3.4.4 Feature selection
A total of 43 transformed features have been generated after the application of feature engineering with all the transformations listed in Section 3.4.2 Transformations. To select the most relevant features and reduce as much as possible the number of inputs to be used in the models, the Boruta feature selection algorithm [21] has been applied. As it is a supervised algorithm, it has been applied to each model independently (weighting, junk, and chemical shift).
The Boruta algorithm has been chosen over other alternatives because it is a feature detection algorithm that does not require input parameters and thus avoids the user having to make decisions regarding the cut-off threshold for separating the features to keep from the ones to remove. Boruta's only requirement for its application is the choice of the ML algorithm to be used internally for selection. Typically, a RandomForest is used, due to its robustness to data with anomalies or noise, and its ability to detect non-linear relationships between features [22]. In addition, and before applying the Boruta algorithm together with the RandomForest for selection, an imputation of the missing values that may exist with the K-Neighbours algorithm has been performed, since a RandomForest does not allow the presence of missing values for its execution.
Boruta outputs a classification into three groups of features according to the level of certainty in keeping the variables in a predictor. Only the features of the group with certainty to be eliminated have been filtered out, thus keeping the features recommended to be kept and the features of which there is no certainty to be kept or eliminated. This has resulted in a total of 26 features selected for each model.
3.4.5 Algorithms
An intrinsic characteristic of the metadata contained in the DICOM headers is the absence of some particular tags and labels due to the great heterogeneity of the standard, especially if the series come from different hospitals and machines. It is common to encounter missing DICOM tags when working in environments with heterogeneous sources.
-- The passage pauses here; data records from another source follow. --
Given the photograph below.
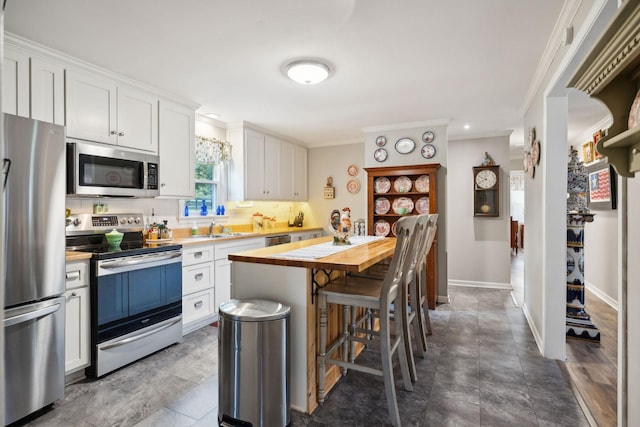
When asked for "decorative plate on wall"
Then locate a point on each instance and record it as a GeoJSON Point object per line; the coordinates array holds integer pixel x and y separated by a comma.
{"type": "Point", "coordinates": [353, 186]}
{"type": "Point", "coordinates": [380, 154]}
{"type": "Point", "coordinates": [428, 151]}
{"type": "Point", "coordinates": [382, 184]}
{"type": "Point", "coordinates": [405, 145]}
{"type": "Point", "coordinates": [428, 136]}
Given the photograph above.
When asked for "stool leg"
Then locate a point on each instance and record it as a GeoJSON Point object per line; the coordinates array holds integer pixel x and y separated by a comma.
{"type": "Point", "coordinates": [322, 356]}
{"type": "Point", "coordinates": [387, 366]}
{"type": "Point", "coordinates": [352, 343]}
{"type": "Point", "coordinates": [345, 336]}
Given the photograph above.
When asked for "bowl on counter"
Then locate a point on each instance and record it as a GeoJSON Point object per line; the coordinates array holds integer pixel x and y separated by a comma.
{"type": "Point", "coordinates": [114, 237]}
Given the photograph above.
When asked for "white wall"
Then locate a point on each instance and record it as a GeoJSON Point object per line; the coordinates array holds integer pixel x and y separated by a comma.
{"type": "Point", "coordinates": [333, 162]}
{"type": "Point", "coordinates": [479, 249]}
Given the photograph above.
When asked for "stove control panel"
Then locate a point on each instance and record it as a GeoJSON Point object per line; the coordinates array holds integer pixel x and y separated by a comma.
{"type": "Point", "coordinates": [100, 223]}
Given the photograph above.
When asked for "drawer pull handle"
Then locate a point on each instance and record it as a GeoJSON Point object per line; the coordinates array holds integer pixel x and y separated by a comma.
{"type": "Point", "coordinates": [73, 275]}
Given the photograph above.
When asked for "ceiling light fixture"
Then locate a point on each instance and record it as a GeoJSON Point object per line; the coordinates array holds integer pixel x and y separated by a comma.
{"type": "Point", "coordinates": [307, 71]}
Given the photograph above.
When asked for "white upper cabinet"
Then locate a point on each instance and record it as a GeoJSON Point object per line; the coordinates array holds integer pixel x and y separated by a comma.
{"type": "Point", "coordinates": [265, 167]}
{"type": "Point", "coordinates": [15, 83]}
{"type": "Point", "coordinates": [176, 146]}
{"type": "Point", "coordinates": [47, 91]}
{"type": "Point", "coordinates": [99, 110]}
{"type": "Point", "coordinates": [300, 172]}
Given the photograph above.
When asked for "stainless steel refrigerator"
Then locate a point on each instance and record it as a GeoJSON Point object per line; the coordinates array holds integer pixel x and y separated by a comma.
{"type": "Point", "coordinates": [34, 254]}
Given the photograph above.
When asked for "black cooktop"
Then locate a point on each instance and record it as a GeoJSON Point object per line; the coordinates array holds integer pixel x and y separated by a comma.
{"type": "Point", "coordinates": [132, 244]}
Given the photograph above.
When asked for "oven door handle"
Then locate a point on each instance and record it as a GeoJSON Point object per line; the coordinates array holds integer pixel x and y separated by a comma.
{"type": "Point", "coordinates": [142, 335]}
{"type": "Point", "coordinates": [146, 260]}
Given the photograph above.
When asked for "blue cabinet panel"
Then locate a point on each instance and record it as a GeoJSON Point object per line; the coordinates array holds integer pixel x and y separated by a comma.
{"type": "Point", "coordinates": [113, 298]}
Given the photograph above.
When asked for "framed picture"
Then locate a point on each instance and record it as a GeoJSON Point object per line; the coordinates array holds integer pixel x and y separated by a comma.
{"type": "Point", "coordinates": [587, 152]}
{"type": "Point", "coordinates": [602, 186]}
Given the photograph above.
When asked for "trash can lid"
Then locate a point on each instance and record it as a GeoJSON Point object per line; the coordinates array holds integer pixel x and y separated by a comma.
{"type": "Point", "coordinates": [254, 310]}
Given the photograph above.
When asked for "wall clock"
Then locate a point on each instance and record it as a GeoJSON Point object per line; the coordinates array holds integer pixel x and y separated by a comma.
{"type": "Point", "coordinates": [428, 151]}
{"type": "Point", "coordinates": [380, 154]}
{"type": "Point", "coordinates": [428, 136]}
{"type": "Point", "coordinates": [486, 191]}
{"type": "Point", "coordinates": [405, 145]}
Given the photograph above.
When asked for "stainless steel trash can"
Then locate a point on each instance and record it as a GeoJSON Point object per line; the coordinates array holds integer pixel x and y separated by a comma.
{"type": "Point", "coordinates": [253, 363]}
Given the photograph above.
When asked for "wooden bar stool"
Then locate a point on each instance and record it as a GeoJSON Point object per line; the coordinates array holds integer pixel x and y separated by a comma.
{"type": "Point", "coordinates": [374, 295]}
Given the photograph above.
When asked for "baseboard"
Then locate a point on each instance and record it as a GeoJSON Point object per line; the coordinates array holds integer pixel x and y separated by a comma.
{"type": "Point", "coordinates": [604, 297]}
{"type": "Point", "coordinates": [532, 327]}
{"type": "Point", "coordinates": [472, 284]}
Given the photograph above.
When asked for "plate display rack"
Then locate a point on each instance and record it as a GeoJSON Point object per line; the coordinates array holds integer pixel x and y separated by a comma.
{"type": "Point", "coordinates": [397, 191]}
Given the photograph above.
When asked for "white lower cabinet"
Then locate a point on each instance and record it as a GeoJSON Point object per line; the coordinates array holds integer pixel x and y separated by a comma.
{"type": "Point", "coordinates": [223, 265]}
{"type": "Point", "coordinates": [198, 295]}
{"type": "Point", "coordinates": [77, 345]}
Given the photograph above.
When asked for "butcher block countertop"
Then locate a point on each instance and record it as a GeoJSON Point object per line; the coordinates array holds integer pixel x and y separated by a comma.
{"type": "Point", "coordinates": [355, 259]}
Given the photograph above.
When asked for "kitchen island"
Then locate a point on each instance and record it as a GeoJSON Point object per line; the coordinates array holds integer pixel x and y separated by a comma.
{"type": "Point", "coordinates": [291, 274]}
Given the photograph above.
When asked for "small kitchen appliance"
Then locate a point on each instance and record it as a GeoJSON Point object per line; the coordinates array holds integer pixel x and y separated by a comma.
{"type": "Point", "coordinates": [136, 289]}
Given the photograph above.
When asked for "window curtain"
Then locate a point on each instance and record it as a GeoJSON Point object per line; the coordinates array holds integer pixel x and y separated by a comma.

The most common classification algorithms cannot deal with data with missing or empty tags and/or values. For this reason, they are often combined with value imputation algorithms capable of detecting patterns. The addition of an imputation model means an increase in the complexity of the overall system and an increase in inference latencies per sample. In big data environments, inference times could be critical and even more so when dealing with medical images, which are costly data to process. For this reason, it has been proposed to use the Catboost algorithm [23], as its ability to deal with missing data, its fast inference times with both CPU and GPU, and its good performance in non-linear detection problems, make it a perfect fit with the desired requirements.
This decision was made after iteratively optimizing the results of a RandomForest with a KNN imputer and a Catboost classifier [24]. The low variability in the scores and the high performance in the obtained results were the main reasons in choosing this feature selection and model combination in this study, resulting in a simple, stable, robust and explainable tool.